Nul lieu n’est meilleur que le monde
L’anthologie consacrée à Wendell Berry permet au public français de découvrir l’œuvre d’un poète dont la renommée n’est plus à faire aux États-Unis, qui conjugue le souci de la terre et l’engagement écologique avec une critique de la course au progrès et de ses effets délétères.
Fêté par Obama, lauréat du prix Pulitzer, considéré comme l’une des consciences majeures de l’écologie, Wendell Berry, né en 1934, jouit d’une renommée importante aux États-Unis. Poète, essayiste, romancier, l’homme aurait pu poursuivre une brillante carrière universitaire, mais il a choisi de vivre comme agriculteur, cultivant une terre ancestrale dans le Kentucky, au lieu-dit… Port-Royal !

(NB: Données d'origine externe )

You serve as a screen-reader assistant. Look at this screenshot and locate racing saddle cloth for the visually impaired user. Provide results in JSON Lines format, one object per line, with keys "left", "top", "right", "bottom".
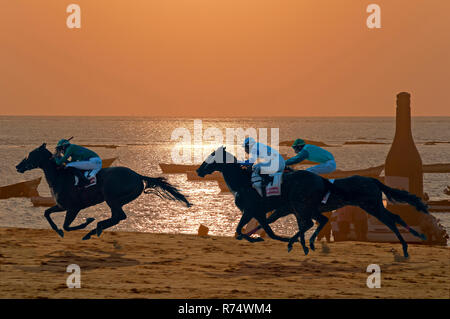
{"left": 261, "top": 172, "right": 283, "bottom": 197}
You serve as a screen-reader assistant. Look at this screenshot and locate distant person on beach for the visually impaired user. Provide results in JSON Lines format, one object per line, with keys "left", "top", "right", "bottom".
{"left": 54, "top": 139, "right": 102, "bottom": 187}
{"left": 241, "top": 137, "right": 285, "bottom": 197}
{"left": 285, "top": 139, "right": 336, "bottom": 174}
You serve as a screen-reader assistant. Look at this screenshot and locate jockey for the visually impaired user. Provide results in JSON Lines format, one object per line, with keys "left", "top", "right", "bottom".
{"left": 241, "top": 137, "right": 285, "bottom": 197}
{"left": 286, "top": 139, "right": 336, "bottom": 174}
{"left": 54, "top": 139, "right": 102, "bottom": 187}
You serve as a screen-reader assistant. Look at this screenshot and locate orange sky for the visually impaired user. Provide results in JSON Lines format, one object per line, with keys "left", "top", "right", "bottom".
{"left": 0, "top": 0, "right": 449, "bottom": 116}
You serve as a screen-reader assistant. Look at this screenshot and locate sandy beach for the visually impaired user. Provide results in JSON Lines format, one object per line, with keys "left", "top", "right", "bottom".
{"left": 0, "top": 227, "right": 448, "bottom": 299}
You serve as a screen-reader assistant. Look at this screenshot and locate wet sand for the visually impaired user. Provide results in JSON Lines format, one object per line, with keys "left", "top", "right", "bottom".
{"left": 0, "top": 227, "right": 448, "bottom": 299}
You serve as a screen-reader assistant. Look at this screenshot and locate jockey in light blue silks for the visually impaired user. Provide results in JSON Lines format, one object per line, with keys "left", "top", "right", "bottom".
{"left": 285, "top": 139, "right": 336, "bottom": 174}
{"left": 240, "top": 137, "right": 285, "bottom": 197}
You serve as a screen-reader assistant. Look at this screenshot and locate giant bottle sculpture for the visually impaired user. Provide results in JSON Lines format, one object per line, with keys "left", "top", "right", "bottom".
{"left": 385, "top": 92, "right": 423, "bottom": 225}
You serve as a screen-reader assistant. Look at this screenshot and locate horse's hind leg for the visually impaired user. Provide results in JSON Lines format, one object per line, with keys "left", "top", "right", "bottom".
{"left": 288, "top": 214, "right": 314, "bottom": 255}
{"left": 44, "top": 205, "right": 66, "bottom": 238}
{"left": 63, "top": 209, "right": 95, "bottom": 232}
{"left": 288, "top": 204, "right": 316, "bottom": 255}
{"left": 363, "top": 204, "right": 410, "bottom": 258}
{"left": 380, "top": 215, "right": 410, "bottom": 258}
{"left": 309, "top": 214, "right": 329, "bottom": 251}
{"left": 287, "top": 221, "right": 314, "bottom": 255}
{"left": 82, "top": 203, "right": 127, "bottom": 240}
{"left": 83, "top": 206, "right": 126, "bottom": 240}
{"left": 298, "top": 219, "right": 314, "bottom": 255}
{"left": 383, "top": 208, "right": 426, "bottom": 240}
{"left": 85, "top": 183, "right": 142, "bottom": 240}
{"left": 96, "top": 205, "right": 127, "bottom": 237}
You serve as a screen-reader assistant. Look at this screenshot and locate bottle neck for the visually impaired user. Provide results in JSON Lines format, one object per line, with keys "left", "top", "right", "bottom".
{"left": 393, "top": 104, "right": 413, "bottom": 142}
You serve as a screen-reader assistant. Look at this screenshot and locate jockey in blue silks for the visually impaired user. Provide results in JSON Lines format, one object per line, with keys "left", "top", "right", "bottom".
{"left": 240, "top": 137, "right": 285, "bottom": 197}
{"left": 285, "top": 139, "right": 336, "bottom": 174}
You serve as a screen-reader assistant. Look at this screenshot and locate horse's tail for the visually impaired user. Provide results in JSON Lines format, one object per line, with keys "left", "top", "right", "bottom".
{"left": 141, "top": 176, "right": 192, "bottom": 207}
{"left": 372, "top": 178, "right": 428, "bottom": 214}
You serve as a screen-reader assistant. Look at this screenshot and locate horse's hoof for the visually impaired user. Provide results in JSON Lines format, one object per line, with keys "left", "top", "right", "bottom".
{"left": 236, "top": 235, "right": 243, "bottom": 240}
{"left": 287, "top": 245, "right": 293, "bottom": 253}
{"left": 82, "top": 234, "right": 91, "bottom": 241}
{"left": 56, "top": 229, "right": 64, "bottom": 238}
{"left": 254, "top": 237, "right": 264, "bottom": 242}
{"left": 96, "top": 228, "right": 103, "bottom": 237}
{"left": 303, "top": 247, "right": 309, "bottom": 256}
{"left": 310, "top": 242, "right": 315, "bottom": 251}
{"left": 419, "top": 233, "right": 427, "bottom": 241}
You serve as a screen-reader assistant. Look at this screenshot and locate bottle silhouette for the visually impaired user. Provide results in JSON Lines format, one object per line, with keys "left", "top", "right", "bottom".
{"left": 385, "top": 92, "right": 423, "bottom": 225}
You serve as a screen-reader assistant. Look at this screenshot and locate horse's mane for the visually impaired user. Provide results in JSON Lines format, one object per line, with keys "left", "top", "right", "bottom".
{"left": 40, "top": 146, "right": 79, "bottom": 177}
{"left": 217, "top": 148, "right": 253, "bottom": 184}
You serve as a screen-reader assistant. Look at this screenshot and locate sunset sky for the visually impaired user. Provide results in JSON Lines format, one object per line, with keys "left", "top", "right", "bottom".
{"left": 1, "top": 0, "right": 449, "bottom": 117}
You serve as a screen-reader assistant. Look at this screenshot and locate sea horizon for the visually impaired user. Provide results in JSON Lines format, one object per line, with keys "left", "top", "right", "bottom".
{"left": 1, "top": 115, "right": 449, "bottom": 119}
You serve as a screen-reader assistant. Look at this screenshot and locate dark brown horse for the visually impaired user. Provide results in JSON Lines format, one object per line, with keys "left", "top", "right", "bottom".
{"left": 16, "top": 144, "right": 191, "bottom": 240}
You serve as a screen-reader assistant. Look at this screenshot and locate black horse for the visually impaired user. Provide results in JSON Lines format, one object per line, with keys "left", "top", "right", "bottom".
{"left": 196, "top": 146, "right": 428, "bottom": 257}
{"left": 16, "top": 143, "right": 191, "bottom": 240}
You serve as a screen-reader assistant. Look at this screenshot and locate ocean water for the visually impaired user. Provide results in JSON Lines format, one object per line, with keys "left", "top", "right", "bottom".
{"left": 0, "top": 116, "right": 448, "bottom": 240}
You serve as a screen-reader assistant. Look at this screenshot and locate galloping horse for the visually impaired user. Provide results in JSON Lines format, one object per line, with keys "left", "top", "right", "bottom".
{"left": 16, "top": 143, "right": 191, "bottom": 240}
{"left": 196, "top": 146, "right": 428, "bottom": 257}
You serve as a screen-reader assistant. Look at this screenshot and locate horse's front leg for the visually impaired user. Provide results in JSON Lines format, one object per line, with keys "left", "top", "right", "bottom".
{"left": 63, "top": 209, "right": 95, "bottom": 232}
{"left": 235, "top": 211, "right": 264, "bottom": 243}
{"left": 254, "top": 214, "right": 291, "bottom": 243}
{"left": 44, "top": 205, "right": 66, "bottom": 238}
{"left": 246, "top": 208, "right": 289, "bottom": 235}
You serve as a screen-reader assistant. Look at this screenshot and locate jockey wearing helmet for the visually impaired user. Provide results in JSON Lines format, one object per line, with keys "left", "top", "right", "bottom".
{"left": 241, "top": 137, "right": 285, "bottom": 197}
{"left": 54, "top": 139, "right": 103, "bottom": 187}
{"left": 285, "top": 139, "right": 336, "bottom": 174}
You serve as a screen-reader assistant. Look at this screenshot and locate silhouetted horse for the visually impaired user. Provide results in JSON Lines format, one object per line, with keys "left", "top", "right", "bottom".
{"left": 196, "top": 146, "right": 428, "bottom": 257}
{"left": 16, "top": 144, "right": 191, "bottom": 240}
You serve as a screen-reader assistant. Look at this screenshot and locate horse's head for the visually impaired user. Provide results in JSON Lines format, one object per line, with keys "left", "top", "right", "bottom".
{"left": 16, "top": 143, "right": 52, "bottom": 173}
{"left": 196, "top": 146, "right": 236, "bottom": 177}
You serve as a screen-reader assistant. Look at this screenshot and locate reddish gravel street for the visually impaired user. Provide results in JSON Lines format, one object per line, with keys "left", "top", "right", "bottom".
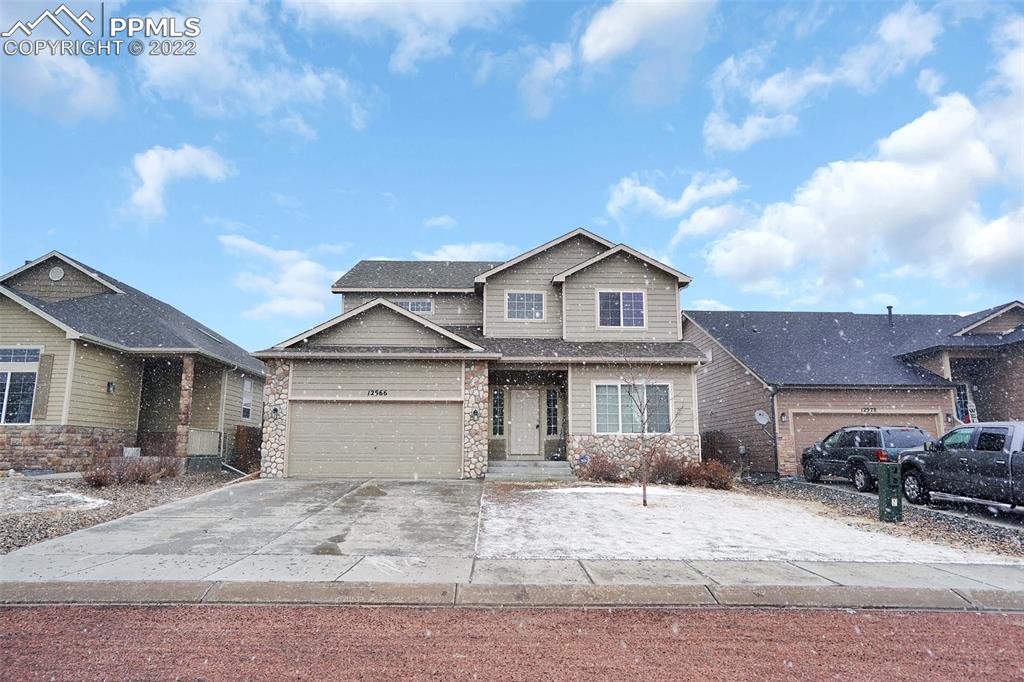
{"left": 2, "top": 606, "right": 1023, "bottom": 681}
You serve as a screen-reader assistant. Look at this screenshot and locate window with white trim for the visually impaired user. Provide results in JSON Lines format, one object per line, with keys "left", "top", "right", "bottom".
{"left": 506, "top": 292, "right": 544, "bottom": 320}
{"left": 0, "top": 347, "right": 40, "bottom": 425}
{"left": 241, "top": 378, "right": 254, "bottom": 420}
{"left": 598, "top": 291, "right": 645, "bottom": 327}
{"left": 395, "top": 299, "right": 433, "bottom": 315}
{"left": 594, "top": 383, "right": 671, "bottom": 434}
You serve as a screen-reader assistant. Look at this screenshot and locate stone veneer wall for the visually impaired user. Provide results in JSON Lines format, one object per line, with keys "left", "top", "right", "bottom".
{"left": 0, "top": 426, "right": 138, "bottom": 472}
{"left": 259, "top": 359, "right": 290, "bottom": 478}
{"left": 462, "top": 361, "right": 489, "bottom": 479}
{"left": 565, "top": 434, "right": 701, "bottom": 479}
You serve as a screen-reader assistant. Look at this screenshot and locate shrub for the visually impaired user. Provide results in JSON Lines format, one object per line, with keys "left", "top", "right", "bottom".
{"left": 83, "top": 466, "right": 115, "bottom": 488}
{"left": 700, "top": 460, "right": 734, "bottom": 490}
{"left": 579, "top": 453, "right": 623, "bottom": 483}
{"left": 650, "top": 452, "right": 683, "bottom": 485}
{"left": 676, "top": 460, "right": 734, "bottom": 490}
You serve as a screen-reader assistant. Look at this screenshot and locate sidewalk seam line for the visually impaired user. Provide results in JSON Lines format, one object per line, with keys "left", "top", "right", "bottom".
{"left": 578, "top": 560, "right": 596, "bottom": 585}
{"left": 927, "top": 564, "right": 1004, "bottom": 590}
{"left": 786, "top": 561, "right": 843, "bottom": 586}
{"left": 335, "top": 555, "right": 365, "bottom": 581}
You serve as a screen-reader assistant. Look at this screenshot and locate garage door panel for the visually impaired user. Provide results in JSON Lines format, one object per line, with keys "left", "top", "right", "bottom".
{"left": 792, "top": 412, "right": 941, "bottom": 455}
{"left": 291, "top": 360, "right": 462, "bottom": 401}
{"left": 289, "top": 401, "right": 462, "bottom": 478}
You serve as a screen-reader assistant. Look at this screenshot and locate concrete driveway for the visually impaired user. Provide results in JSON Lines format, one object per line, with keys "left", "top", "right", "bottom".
{"left": 2, "top": 479, "right": 483, "bottom": 583}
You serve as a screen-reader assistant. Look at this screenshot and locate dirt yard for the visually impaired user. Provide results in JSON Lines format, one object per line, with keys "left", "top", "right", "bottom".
{"left": 3, "top": 605, "right": 1022, "bottom": 681}
{"left": 0, "top": 474, "right": 232, "bottom": 554}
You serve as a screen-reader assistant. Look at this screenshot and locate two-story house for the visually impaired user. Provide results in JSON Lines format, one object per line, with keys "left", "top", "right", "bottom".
{"left": 254, "top": 229, "right": 705, "bottom": 479}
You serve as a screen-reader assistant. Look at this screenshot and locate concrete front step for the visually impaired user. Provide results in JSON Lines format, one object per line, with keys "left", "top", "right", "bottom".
{"left": 486, "top": 460, "right": 576, "bottom": 482}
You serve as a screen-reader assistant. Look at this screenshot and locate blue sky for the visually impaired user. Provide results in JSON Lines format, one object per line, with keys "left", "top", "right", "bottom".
{"left": 1, "top": 0, "right": 1021, "bottom": 351}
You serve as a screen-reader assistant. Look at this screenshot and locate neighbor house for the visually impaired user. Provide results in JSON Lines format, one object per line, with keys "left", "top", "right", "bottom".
{"left": 254, "top": 228, "right": 704, "bottom": 479}
{"left": 682, "top": 301, "right": 1023, "bottom": 477}
{"left": 0, "top": 252, "right": 265, "bottom": 473}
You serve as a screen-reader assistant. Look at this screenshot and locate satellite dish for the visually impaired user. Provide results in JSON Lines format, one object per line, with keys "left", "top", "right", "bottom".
{"left": 754, "top": 409, "right": 771, "bottom": 425}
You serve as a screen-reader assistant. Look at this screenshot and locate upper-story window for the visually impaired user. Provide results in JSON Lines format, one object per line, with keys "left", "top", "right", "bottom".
{"left": 506, "top": 291, "right": 545, "bottom": 320}
{"left": 395, "top": 300, "right": 433, "bottom": 315}
{"left": 598, "top": 291, "right": 645, "bottom": 328}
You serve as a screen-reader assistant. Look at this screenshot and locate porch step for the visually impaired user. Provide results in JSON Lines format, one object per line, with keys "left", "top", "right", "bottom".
{"left": 486, "top": 460, "right": 577, "bottom": 482}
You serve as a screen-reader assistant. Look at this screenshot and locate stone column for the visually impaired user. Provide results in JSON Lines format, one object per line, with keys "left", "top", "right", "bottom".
{"left": 462, "top": 361, "right": 489, "bottom": 479}
{"left": 174, "top": 355, "right": 195, "bottom": 463}
{"left": 259, "top": 359, "right": 290, "bottom": 478}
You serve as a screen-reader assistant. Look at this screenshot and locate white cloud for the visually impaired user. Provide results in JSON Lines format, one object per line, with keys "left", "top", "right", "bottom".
{"left": 704, "top": 91, "right": 1021, "bottom": 296}
{"left": 423, "top": 215, "right": 458, "bottom": 229}
{"left": 1, "top": 53, "right": 118, "bottom": 120}
{"left": 691, "top": 298, "right": 733, "bottom": 311}
{"left": 705, "top": 3, "right": 942, "bottom": 151}
{"left": 283, "top": 0, "right": 514, "bottom": 74}
{"left": 607, "top": 172, "right": 742, "bottom": 220}
{"left": 412, "top": 242, "right": 519, "bottom": 261}
{"left": 129, "top": 144, "right": 233, "bottom": 220}
{"left": 672, "top": 204, "right": 749, "bottom": 245}
{"left": 137, "top": 1, "right": 368, "bottom": 135}
{"left": 578, "top": 0, "right": 715, "bottom": 102}
{"left": 519, "top": 43, "right": 573, "bottom": 119}
{"left": 218, "top": 235, "right": 340, "bottom": 319}
{"left": 916, "top": 69, "right": 945, "bottom": 97}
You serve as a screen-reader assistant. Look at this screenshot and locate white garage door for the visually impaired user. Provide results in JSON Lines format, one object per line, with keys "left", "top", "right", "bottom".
{"left": 288, "top": 401, "right": 463, "bottom": 478}
{"left": 792, "top": 411, "right": 942, "bottom": 460}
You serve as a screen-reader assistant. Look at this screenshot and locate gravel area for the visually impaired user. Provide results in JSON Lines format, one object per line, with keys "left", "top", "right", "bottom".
{"left": 0, "top": 474, "right": 233, "bottom": 554}
{"left": 3, "top": 606, "right": 1021, "bottom": 680}
{"left": 744, "top": 480, "right": 1024, "bottom": 558}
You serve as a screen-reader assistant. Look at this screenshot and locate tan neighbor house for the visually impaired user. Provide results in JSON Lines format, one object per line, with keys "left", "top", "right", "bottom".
{"left": 682, "top": 301, "right": 1024, "bottom": 477}
{"left": 255, "top": 228, "right": 705, "bottom": 479}
{"left": 0, "top": 252, "right": 265, "bottom": 473}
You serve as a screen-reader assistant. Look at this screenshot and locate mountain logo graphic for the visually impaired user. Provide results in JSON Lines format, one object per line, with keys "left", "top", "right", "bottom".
{"left": 2, "top": 4, "right": 95, "bottom": 38}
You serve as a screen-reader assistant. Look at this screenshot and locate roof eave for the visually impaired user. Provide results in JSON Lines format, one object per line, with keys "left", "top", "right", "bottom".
{"left": 551, "top": 244, "right": 692, "bottom": 286}
{"left": 330, "top": 287, "right": 476, "bottom": 294}
{"left": 473, "top": 228, "right": 615, "bottom": 283}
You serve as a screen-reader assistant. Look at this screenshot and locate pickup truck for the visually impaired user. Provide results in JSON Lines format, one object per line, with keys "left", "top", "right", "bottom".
{"left": 899, "top": 421, "right": 1024, "bottom": 507}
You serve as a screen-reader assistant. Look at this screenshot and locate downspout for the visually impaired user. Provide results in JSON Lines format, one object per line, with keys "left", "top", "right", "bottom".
{"left": 768, "top": 385, "right": 781, "bottom": 478}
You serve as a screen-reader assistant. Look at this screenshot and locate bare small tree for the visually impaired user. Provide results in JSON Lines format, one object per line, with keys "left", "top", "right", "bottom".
{"left": 618, "top": 358, "right": 690, "bottom": 507}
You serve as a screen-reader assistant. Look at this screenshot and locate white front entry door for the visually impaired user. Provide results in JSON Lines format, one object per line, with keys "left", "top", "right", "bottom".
{"left": 510, "top": 389, "right": 540, "bottom": 455}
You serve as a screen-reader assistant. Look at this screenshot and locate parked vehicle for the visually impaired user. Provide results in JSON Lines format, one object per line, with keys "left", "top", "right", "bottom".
{"left": 899, "top": 422, "right": 1024, "bottom": 507}
{"left": 802, "top": 425, "right": 934, "bottom": 492}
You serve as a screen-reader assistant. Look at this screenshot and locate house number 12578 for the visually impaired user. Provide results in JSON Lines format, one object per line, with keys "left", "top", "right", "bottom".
{"left": 367, "top": 389, "right": 388, "bottom": 397}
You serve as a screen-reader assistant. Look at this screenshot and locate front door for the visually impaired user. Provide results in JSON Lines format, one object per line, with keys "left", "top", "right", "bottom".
{"left": 510, "top": 389, "right": 540, "bottom": 456}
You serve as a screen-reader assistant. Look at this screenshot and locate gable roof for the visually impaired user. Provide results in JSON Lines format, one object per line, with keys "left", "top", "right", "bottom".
{"left": 0, "top": 253, "right": 264, "bottom": 375}
{"left": 272, "top": 298, "right": 486, "bottom": 351}
{"left": 2, "top": 251, "right": 125, "bottom": 295}
{"left": 473, "top": 228, "right": 615, "bottom": 283}
{"left": 332, "top": 260, "right": 500, "bottom": 292}
{"left": 683, "top": 310, "right": 968, "bottom": 388}
{"left": 551, "top": 244, "right": 692, "bottom": 286}
{"left": 953, "top": 300, "right": 1024, "bottom": 336}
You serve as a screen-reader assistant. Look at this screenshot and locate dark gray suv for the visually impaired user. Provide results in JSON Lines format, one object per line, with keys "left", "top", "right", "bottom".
{"left": 802, "top": 425, "right": 934, "bottom": 492}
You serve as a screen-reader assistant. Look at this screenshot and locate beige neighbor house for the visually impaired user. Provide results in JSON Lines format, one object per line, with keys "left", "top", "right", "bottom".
{"left": 0, "top": 252, "right": 266, "bottom": 473}
{"left": 255, "top": 228, "right": 705, "bottom": 479}
{"left": 682, "top": 301, "right": 1024, "bottom": 477}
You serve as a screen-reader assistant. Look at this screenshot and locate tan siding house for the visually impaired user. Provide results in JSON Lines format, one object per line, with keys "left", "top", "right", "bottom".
{"left": 0, "top": 252, "right": 265, "bottom": 473}
{"left": 256, "top": 229, "right": 703, "bottom": 480}
{"left": 683, "top": 302, "right": 1022, "bottom": 477}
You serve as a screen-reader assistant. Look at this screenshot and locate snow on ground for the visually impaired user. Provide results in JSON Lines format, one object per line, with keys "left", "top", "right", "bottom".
{"left": 477, "top": 485, "right": 1017, "bottom": 564}
{"left": 0, "top": 480, "right": 110, "bottom": 515}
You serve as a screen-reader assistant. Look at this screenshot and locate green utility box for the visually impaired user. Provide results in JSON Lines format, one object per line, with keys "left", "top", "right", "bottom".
{"left": 877, "top": 463, "right": 903, "bottom": 523}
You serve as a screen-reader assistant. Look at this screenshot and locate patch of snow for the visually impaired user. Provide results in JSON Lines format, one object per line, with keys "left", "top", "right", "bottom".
{"left": 1, "top": 481, "right": 110, "bottom": 514}
{"left": 478, "top": 485, "right": 1018, "bottom": 564}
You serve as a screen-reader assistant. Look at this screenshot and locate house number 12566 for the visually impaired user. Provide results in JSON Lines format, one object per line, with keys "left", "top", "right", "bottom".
{"left": 367, "top": 389, "right": 388, "bottom": 397}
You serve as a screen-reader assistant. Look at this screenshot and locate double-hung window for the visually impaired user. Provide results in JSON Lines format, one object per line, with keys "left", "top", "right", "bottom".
{"left": 506, "top": 292, "right": 544, "bottom": 320}
{"left": 598, "top": 291, "right": 645, "bottom": 328}
{"left": 396, "top": 300, "right": 433, "bottom": 315}
{"left": 241, "top": 378, "right": 254, "bottom": 420}
{"left": 594, "top": 383, "right": 671, "bottom": 434}
{"left": 0, "top": 347, "right": 40, "bottom": 425}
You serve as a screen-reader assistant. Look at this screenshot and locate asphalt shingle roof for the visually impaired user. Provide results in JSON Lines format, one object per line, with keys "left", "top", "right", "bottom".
{"left": 686, "top": 307, "right": 1023, "bottom": 388}
{"left": 333, "top": 260, "right": 502, "bottom": 290}
{"left": 447, "top": 326, "right": 704, "bottom": 361}
{"left": 3, "top": 254, "right": 265, "bottom": 375}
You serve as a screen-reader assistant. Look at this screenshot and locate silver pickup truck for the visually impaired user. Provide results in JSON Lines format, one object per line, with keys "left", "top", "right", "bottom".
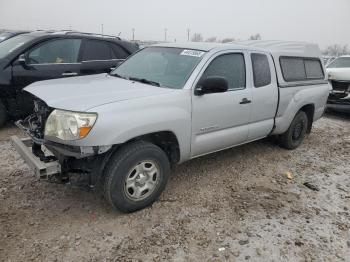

Souvenez-vous que le terreau céleste
n’a pas besoin d’être trop riche
pour quelqu’un qui a été heureux à Port-Royal.
Ce choix de vie permet de mesurer son engagement concret dans le combat écologique ainsi que la place centrale d’une éthique conjuguant vie et œuvre. Et c’est bien cette dimension éthique, mélange de rigueur, d’ouverture d’esprit et de simplicité que l’on découvre dans le choix de poèmes publiés en version bilingue par Arfuyen. Un lyrisme sobre y déploie une ample méditation où le chant de la terre aimée est constant :
Vous reconnaîtrez en moi la terre, comme autrefois
j’aurais voulu la connaître en moi-même : ma terre
qui fut mon souci, mon fidèle devoir depuis ma naissance.
Cette louange quasi franciscaine (les oiseaux sont très présents dans les poèmes) n’exclut en rien la critique et l’amertume face à un monde obsédé par l’argent, la technique, la violence :
Bénis les morts qui ont échappé juste à temps
au métal que l’on tord, à la pierre brisée,
aux technocorps qui croient en vain guérir.
Amertume si forte :
Les hommes font des projets s’épuisant à la tâche
passant leur vie à se massacrer
que parfois point une forme de désespérance à peine tempérée par la tonalité élégiaque de nombreux poèmes :
Les mains des morts qui t’ont ici
accompagné, reposent sur toi tendrement
comme la pluie repose en scintillant
sur les feuilles.
Mais ce dépassement du désespoir ne provient pas que de l’élégie. Il prend aussi sa source dans une spiritualité empruntant avec discrétion et finesse ses motifs au christianisme comme à la tradition des poètes métaphysiques anglais ou à Shakespeare. Le panthéisme affleure également, qui pourrait constituer une autre réponse au désespoir par l’immersion dans le cosmos, mais il est toujours modelé par la prise en compte de la souffrance humaine comme, par exemple, dans ce magnifique poème consacré à Gloucester, ce personnage ô combien douloureux du Roi Lear :
Je songe à Gloucester, aveugle, conduit à travers le monde
jusqu’à la limite du monde par la main d’un étranger
qui est son fils fidèle. Au bord de la falaise,
il renonce à la vie qui pour lui n’a plus de sens,
ayant perdu la vraie voie, ses yeux devenus deux plaies saignantes,
et retrouve la vie, mené plus loin
par le fils rejeté qui est devenu
son père, pour que les gens de bien se reconnaissent
l’un l’autre, et puissent, ayant mûri, s’en aller vers la mort.
Nous vivons de la vie donnée, non programmée.
L’anthologie nous donne ainsi à entendre une voix dont nous n’avons guère l’habitude, en France du moins. En elle jouent plusieurs registres et plusieurs tonalités, mais l’ensemble n’en est pas moins unifié. Colère, détresse, louange et sérénité alternent, dialoguent, un peu comme dans certains psaumes. La langue la plus simple et directe est rehaussée par de discrets mais signifiants échos de la tradition poétique la plus haute (Dante, Shakespeare, Thoreau), voire de l’expérience mystique. On ne peut que saluer le mérite et le courage éditorial des éditions Arfuyen de proposer cette œuvre aux lecteurs français.
Il faut le temps entier pour désigner l’éternité,
le plus durable éclat de chaque étincelle qui meurt,
et tous les mots, les cris de chaque langue
doivent former le Verbe appelant le noir le plus noir
de ce monde à rejoindre l’aube qui perdure.